Friday, August 12, 2011

Off the Hook



I have a friend who exhibits many of the godly attributes that I would like to attain. One is the easy way he forgives. Once there was something between us that I had caused. I called him and ask for his forgiveness. He was so gentle with his words. There was no I forgive you "but" used or implied. His forgiveness was so instant that it already seemed past tense. I knew that he had allowed me to be totally "off the hook." On that day I realized that God's forgiveness is just like that. He gives it easily and it is so instant that it is always past tense! God never has to decide if He is going to forgive us. That was done over 2000 years ago on the cross where all my sins were crucified with Him. Our sins have been (past tense) forgiven.
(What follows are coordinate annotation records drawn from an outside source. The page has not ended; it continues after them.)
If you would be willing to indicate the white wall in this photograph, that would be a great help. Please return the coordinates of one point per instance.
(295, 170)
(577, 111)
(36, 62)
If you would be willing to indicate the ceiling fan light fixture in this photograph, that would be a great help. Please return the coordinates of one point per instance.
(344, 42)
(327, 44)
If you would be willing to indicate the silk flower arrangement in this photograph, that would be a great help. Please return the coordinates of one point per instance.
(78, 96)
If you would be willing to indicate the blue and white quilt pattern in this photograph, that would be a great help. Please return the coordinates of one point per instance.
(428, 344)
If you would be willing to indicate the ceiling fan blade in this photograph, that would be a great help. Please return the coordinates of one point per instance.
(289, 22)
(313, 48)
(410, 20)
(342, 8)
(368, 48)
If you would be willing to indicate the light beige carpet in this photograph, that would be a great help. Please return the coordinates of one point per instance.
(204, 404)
Imagine if in all our relationships that forgiveness was so instant…so complete that the supposed wrongs were simply not allowed to exist. What if we carried no grudges, didn't allow ourselves to exist in regrets, believed there were no justifiable resentments and let everyone, including ourselves, “off the hook”…instantly. Seems improbable and even impossible.
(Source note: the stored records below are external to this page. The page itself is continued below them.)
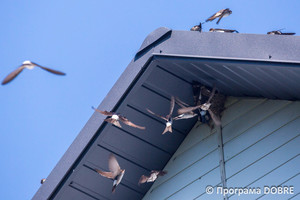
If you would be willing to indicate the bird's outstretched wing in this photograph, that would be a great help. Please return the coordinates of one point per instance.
(13, 75)
(129, 123)
(103, 112)
(212, 94)
(105, 174)
(181, 103)
(221, 16)
(113, 165)
(288, 33)
(215, 118)
(156, 115)
(162, 173)
(172, 104)
(49, 70)
(143, 179)
(214, 16)
(188, 109)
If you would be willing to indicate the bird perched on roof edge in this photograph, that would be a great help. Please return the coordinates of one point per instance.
(222, 13)
(168, 118)
(278, 32)
(197, 27)
(153, 176)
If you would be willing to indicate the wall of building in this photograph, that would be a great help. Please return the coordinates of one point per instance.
(261, 148)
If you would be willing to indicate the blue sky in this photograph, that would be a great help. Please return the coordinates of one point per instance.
(92, 41)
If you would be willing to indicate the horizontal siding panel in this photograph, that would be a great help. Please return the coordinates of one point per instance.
(199, 133)
(295, 181)
(262, 148)
(168, 84)
(261, 130)
(188, 158)
(275, 177)
(197, 187)
(119, 141)
(186, 177)
(93, 183)
(250, 119)
(98, 158)
(265, 165)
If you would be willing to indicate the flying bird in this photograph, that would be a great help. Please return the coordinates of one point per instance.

Jesus was asked if we should forgive someone seven times. His reply was “No we should forgive them “seventy times seven”. Lets face it. Most of us struggle enough with forgiving the first time. The second time is really tough and that’s reserved for those we really really care about. I don’t think the third one occurs very often and according to Jesus, when it comes to totally letting people "off the hook", we have 487 more forgiveness-es to go!

Sometimes we carry the poisons of resentment and unforgiveness because we simply do not want to let the person who has offended us "off the hook". And these poisons weaken us. While trying in this vain attempt to punish the other person we limit joy and peace from being fully expressed in our lives.

Don't confuse forgiveness with responsible living. We forgive a thief but we don't allow them access to the cash register until they have shown that they are no longer a thief. We forgive an abuser but we don't allow ourselves or our families to be in situations or locations where bad things could happen. And at the same time, don't we shouldn't try to replace forgiveness with simply living responsibly while carrying loads of resentment in our heart. Forgiveness sets us free!

Forgive easily…no "buts"...remove the poison....forgive instantly... release your joy...allow someone to be “off the hook”.